[whatwg] Trying to work out the problems solved by RDFa

Fri Jan 2 08:49:02 PST 2009

On Wed, Dec 31, 2008 at 10:41 PM, Charles McCathieNevile
<chaals at opera.com> wrote:
> A standard way to include arbitrary data in a web page and extract it for
> machine processing, without having to pre-coordinate their data models.

This isn't a requirement (or in other words, a problem), it's a
solution.  What are the problems that need to be solved, and for which
having a standard way to include arbitrary data in a web page and have
it easily extractable would be helpful?  (Note:  I think there
certainly *are* problems that *would* find this helpful, I'm just
trying to lead your argument into the right direction.)  (As well,
since the discussion is about RDFa specifically, not data-markup in
general, what are the problems that need RDFa *specifically* as a
solution, as compared to the myriad other ways to embed data?)

> Since many people use RDF as an interchange, storage and processing format
> for this kind of data (because it provides for automated mapping of data
> from one schema to many others, without requiring anyone to touch the
> original schemata or agree in advance how they should be created), I believe
> there is a requirement for a method that allows third parties to include RDF
> data in, and extract it from information encoded within an HTML page.

Solutions for this already exist; embedded N3 in a <script> tag, just
to name something that Ian already mentioned, allows you to mash RDF
data into a page in a machine-extractable way, and brings in any of
the specific ancillary benefits of RDF.

>>> The Microformats community has done a remarkable job of working on the
>>> web semantics problem, creating several different methods of expressing
>>> common human concepts (contact information (hCard), events (hCalendar),
>>> and audio recordings (hAudio)).
>>
>> Right; with Microformats, each Microformat has its own problem space and
>> thus each one can be evaluated separately.

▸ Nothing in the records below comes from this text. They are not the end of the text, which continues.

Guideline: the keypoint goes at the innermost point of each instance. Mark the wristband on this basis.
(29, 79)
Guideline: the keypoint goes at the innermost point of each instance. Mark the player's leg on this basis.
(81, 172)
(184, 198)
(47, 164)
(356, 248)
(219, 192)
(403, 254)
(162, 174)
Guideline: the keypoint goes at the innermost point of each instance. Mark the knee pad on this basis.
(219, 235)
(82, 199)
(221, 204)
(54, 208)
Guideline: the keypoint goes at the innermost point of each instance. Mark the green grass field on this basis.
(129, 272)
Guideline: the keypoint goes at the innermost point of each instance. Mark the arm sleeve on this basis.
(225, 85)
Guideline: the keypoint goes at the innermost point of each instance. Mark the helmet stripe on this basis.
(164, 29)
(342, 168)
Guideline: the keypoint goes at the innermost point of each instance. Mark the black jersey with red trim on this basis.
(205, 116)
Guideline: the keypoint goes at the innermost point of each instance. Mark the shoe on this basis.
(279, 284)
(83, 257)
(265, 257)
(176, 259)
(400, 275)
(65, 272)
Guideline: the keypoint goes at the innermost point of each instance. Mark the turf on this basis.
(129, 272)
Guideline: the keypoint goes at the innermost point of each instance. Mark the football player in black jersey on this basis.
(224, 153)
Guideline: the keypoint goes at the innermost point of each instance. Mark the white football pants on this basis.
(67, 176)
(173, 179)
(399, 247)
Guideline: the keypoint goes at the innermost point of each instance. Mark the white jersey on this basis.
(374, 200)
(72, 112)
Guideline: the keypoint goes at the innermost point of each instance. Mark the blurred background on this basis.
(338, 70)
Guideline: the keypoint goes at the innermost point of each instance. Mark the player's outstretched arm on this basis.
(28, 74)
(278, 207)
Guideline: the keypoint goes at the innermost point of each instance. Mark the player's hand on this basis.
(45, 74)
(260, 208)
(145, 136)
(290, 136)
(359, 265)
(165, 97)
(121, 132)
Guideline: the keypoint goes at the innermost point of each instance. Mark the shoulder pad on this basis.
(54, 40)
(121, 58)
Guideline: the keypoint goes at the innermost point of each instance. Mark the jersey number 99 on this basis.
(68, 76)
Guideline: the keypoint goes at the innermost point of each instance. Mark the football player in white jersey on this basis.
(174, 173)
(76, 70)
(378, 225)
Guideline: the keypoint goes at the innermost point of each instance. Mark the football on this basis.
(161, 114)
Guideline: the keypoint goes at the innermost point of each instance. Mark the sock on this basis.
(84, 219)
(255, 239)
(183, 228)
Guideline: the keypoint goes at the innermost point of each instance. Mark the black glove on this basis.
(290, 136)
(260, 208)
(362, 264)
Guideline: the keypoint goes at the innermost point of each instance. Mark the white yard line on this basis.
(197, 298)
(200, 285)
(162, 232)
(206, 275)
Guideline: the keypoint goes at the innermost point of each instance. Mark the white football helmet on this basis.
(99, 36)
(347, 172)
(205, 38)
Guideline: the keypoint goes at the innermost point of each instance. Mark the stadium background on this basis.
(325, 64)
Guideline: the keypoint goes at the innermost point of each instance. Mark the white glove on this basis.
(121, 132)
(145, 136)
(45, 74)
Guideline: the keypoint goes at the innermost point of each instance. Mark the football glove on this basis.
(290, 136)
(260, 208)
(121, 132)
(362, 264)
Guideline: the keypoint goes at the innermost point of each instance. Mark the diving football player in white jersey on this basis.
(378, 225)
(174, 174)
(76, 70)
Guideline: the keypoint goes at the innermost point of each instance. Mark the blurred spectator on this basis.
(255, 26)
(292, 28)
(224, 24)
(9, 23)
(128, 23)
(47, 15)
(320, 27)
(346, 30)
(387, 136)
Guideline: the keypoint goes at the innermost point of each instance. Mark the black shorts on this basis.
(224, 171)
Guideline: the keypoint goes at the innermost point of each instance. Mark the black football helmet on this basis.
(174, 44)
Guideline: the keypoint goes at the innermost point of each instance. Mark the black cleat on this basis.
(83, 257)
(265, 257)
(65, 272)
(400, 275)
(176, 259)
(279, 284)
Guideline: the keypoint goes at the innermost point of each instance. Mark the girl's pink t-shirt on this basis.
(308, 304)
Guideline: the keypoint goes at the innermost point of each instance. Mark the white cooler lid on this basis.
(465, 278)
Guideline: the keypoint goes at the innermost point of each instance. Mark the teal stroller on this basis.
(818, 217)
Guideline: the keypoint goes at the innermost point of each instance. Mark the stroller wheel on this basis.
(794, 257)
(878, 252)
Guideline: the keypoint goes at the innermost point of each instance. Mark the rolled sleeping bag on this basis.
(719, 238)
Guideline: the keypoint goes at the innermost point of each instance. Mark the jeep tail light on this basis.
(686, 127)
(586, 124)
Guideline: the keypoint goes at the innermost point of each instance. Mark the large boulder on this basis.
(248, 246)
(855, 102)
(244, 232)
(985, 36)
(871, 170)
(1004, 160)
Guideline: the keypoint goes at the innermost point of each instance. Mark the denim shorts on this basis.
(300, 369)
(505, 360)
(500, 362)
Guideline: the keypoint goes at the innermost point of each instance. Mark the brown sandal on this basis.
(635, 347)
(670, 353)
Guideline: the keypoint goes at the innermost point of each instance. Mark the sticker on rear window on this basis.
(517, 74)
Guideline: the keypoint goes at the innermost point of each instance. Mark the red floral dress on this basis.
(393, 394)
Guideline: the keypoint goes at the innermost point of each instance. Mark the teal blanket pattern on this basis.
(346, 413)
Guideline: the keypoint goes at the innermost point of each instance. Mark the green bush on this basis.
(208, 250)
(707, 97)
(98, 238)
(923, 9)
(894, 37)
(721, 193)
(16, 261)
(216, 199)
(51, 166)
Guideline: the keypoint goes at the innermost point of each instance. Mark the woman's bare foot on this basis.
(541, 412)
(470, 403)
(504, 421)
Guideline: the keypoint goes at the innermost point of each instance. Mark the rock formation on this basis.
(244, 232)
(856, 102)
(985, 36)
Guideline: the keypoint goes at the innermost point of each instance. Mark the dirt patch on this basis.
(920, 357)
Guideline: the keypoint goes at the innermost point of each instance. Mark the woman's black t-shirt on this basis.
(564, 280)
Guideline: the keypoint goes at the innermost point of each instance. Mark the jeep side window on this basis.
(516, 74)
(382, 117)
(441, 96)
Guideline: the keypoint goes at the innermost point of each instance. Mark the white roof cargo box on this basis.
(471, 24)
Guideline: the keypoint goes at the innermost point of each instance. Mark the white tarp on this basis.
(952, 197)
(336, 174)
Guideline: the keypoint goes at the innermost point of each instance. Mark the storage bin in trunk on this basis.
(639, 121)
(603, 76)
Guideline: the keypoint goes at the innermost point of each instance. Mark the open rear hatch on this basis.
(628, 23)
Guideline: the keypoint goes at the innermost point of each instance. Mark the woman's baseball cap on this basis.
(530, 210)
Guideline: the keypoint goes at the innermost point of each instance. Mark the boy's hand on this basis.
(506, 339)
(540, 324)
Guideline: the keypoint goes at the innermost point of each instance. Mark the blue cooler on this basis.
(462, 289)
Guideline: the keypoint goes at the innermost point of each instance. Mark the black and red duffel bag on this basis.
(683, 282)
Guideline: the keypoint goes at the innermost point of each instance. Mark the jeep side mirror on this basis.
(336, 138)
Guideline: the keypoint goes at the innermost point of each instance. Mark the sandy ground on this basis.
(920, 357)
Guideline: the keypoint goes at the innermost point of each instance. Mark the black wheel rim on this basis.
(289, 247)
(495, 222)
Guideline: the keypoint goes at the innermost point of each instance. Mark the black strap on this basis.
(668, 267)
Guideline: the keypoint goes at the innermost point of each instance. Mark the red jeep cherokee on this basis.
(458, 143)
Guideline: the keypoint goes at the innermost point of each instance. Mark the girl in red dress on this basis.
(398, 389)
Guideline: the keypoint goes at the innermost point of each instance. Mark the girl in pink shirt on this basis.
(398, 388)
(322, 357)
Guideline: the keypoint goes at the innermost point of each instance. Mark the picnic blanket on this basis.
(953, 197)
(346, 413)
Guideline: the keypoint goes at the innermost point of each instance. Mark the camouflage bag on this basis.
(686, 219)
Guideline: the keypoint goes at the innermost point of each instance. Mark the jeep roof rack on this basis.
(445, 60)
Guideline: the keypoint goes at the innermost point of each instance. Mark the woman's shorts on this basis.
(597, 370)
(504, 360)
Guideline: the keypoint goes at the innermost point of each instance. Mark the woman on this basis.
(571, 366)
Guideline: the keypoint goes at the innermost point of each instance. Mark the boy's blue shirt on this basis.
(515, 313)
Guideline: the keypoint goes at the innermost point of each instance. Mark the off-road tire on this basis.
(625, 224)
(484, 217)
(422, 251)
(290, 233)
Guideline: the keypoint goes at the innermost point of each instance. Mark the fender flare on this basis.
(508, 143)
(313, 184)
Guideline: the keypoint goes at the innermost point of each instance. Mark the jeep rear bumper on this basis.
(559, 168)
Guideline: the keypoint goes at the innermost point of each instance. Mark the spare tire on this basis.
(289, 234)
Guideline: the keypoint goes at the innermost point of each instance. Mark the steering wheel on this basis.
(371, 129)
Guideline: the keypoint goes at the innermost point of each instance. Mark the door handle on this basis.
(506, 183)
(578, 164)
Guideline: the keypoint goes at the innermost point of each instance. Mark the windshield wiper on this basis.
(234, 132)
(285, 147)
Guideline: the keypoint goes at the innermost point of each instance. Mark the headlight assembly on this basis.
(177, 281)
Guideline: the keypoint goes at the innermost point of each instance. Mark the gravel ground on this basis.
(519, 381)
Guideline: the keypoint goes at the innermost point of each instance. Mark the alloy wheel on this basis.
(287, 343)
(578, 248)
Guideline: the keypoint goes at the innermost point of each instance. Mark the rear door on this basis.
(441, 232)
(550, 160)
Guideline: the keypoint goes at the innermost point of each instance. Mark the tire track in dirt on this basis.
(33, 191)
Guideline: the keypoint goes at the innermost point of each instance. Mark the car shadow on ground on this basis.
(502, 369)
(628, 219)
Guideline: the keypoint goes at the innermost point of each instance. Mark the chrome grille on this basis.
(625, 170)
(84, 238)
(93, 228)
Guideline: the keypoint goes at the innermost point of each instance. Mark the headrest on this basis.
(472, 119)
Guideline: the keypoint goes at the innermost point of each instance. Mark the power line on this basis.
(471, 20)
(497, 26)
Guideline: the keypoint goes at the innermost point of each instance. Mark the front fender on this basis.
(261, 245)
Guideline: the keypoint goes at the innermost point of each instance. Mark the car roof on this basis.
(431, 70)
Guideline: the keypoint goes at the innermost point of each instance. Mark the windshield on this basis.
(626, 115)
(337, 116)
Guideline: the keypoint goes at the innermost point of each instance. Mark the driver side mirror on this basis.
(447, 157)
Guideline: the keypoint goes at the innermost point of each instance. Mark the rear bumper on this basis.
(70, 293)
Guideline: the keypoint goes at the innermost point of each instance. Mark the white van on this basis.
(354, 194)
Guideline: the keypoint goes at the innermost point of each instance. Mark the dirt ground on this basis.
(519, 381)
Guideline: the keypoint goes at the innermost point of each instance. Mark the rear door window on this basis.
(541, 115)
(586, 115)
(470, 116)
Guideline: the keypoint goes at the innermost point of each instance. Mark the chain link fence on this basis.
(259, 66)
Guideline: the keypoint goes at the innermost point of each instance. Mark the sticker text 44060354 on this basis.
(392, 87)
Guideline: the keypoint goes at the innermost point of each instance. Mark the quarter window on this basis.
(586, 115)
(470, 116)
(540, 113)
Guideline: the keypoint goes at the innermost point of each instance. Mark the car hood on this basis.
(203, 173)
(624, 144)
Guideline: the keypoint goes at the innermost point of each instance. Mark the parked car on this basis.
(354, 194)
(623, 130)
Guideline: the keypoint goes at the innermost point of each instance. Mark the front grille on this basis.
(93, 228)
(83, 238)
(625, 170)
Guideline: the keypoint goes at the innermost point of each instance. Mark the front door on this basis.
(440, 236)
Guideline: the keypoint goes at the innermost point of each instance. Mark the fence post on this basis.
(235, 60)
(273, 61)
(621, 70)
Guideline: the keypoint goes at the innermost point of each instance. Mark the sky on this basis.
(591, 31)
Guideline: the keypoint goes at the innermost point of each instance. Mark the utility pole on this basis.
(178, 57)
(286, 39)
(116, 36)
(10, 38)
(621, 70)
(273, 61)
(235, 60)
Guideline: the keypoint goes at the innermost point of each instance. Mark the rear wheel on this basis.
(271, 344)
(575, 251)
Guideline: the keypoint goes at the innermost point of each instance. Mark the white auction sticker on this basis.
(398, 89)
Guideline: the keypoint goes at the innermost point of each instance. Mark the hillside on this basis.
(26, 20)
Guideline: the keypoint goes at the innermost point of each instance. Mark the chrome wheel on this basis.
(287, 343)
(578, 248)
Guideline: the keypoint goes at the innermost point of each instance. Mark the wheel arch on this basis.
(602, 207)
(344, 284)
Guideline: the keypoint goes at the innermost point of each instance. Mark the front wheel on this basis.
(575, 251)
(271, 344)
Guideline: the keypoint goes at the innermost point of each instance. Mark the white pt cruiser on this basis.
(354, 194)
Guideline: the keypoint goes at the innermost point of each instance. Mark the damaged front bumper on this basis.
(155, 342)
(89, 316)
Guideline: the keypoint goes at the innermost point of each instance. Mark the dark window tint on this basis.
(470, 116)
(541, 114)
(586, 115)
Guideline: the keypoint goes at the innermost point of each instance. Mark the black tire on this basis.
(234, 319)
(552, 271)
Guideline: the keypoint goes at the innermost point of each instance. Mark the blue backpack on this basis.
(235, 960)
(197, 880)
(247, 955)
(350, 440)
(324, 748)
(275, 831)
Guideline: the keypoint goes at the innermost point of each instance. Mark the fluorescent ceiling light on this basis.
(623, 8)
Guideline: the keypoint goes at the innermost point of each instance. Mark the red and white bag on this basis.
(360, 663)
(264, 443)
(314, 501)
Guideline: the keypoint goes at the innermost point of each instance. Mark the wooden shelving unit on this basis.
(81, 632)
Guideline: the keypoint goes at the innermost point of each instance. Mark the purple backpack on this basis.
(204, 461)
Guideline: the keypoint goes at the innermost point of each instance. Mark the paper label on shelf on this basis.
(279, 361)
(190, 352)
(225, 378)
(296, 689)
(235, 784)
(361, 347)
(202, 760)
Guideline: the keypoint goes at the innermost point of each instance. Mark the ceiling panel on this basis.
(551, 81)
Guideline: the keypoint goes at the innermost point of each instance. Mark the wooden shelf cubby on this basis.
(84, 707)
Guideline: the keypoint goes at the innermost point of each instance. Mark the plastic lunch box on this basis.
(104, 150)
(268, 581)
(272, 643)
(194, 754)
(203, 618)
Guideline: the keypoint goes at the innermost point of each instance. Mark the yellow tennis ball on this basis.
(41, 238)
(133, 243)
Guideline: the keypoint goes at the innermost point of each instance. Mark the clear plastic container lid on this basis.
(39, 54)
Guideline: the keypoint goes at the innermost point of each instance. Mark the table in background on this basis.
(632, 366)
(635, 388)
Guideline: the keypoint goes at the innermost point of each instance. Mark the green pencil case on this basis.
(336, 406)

It is much harder to evaluate
>> something when the problem space is as generic as it appears RDFa's is.
>
> The point is that there are a very large set of very small problem spaces
> relevant to a small group at a time. Like RDF itself, RDFa is meeting the
> problem of allowing these people to share machine-processable data without
> previously coordinating their approach.

Not quite correct.  Again, the problem of embedded shareable data in a
web page has been solved multiple times.  The specific problem of
sharing *RDF* data (due to needing/wanting the specific benefits RDF
can offer) has also been solved.  What are the precise problems that
require *RDFa* as a solution?

(I won't belabor this point, though it could be brought up several
times more in your email.  This is and was the primary point of
contention between RDFa supporters and those of us who aren't
convinced it belongs in the HTML5 spec.  It is the major thrust of
much of Ian's email; he's trying to help you (RDFa supporters in
general, that is) find exactly what the problem is that RDFa
specifically is trying to solve.)

> Moreover, that is not actually a very good question in this case. I think
> the judgement call should be whether a syntax that allows people to solve
> the identified problem set consistently is sufficiently valuable (measured
> in terms of the advantages weighed against the disadvantages) to justify
> being part of HTML5.

Well, there are many things that would offer more advantages than
disadvantages by themselves.  We can't possibly include all of them in
the spec; you can think about this as including a hidden large
disadvantage of 'will grow the size of the spec and the amount of work
implementors have to do'.  Thus the advantages must generally be
significantly larger than the disadvantages; this is why the best
argument for including something in the spec is often "there are
already widespread hacks to accomplish this".  <video>, for example,
was included based on pretty much precisely that argument.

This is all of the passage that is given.